Аглая Ведова Земля не принимает
- + Увеличить шрифт
- - Уменьшить шрифт

Аглая Ведова
Земля не принимает
Глава 1. Приезд
Глава 1. Приезд
От Абакана до Каменёва шёл автобус — старый «сетра» с провисшими шторками и телевизором под потолком, который не работал уже, судя по слою пыли, лет пять. Ехали четыре часа. Варя сидела у окна и смотрела, как степь переходит в предгорья: сначала жёлто-бурая, стриженая, с ржавыми водонапорными башнями, потом волнистая, с берёзовыми колками в распадках, а после Означенного пошли сопки — не горы ещё, но уже и не холмы: тёмные, поросшие лиственницей, с плоскими каменистыми макушками, между которыми дорога начинала петлять и вздыхать.

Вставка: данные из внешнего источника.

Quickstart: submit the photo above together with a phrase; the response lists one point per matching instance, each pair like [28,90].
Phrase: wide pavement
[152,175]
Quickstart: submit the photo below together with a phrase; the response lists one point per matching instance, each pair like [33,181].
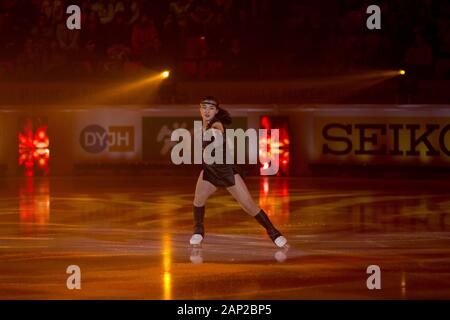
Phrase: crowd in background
[221,39]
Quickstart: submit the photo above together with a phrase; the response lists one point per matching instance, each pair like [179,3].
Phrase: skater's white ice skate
[196,239]
[281,242]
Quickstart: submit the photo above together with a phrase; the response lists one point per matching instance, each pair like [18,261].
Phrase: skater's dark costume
[220,175]
[224,175]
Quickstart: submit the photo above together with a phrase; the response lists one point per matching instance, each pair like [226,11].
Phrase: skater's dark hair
[223,115]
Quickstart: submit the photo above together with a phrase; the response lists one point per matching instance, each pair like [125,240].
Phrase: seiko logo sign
[96,139]
[394,139]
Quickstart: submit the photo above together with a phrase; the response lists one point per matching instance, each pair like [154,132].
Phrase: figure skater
[224,175]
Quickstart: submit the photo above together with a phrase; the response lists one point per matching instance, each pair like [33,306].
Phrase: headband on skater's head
[210,101]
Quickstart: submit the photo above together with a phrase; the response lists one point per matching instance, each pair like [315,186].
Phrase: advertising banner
[378,140]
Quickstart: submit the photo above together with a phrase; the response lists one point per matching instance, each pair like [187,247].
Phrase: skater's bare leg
[240,192]
[203,190]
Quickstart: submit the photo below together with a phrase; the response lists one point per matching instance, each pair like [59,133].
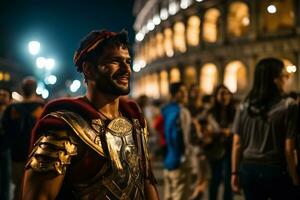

Соседка — женщина лет пятидесяти с двумя сумками рассады, ехавшая, судя по всему, всю жизнь, — попыталась завести разговор на втором часу.
— Далёко?
— В Каменёв.
— В Каменёв... — Соседка помолчала, будто пробуя слово. — К родне?
— На похороны.
— А-а. — Женщина перекрестилась мелко, привычно, и вдруг спросила совсем другим голосом, тише: — А к кому?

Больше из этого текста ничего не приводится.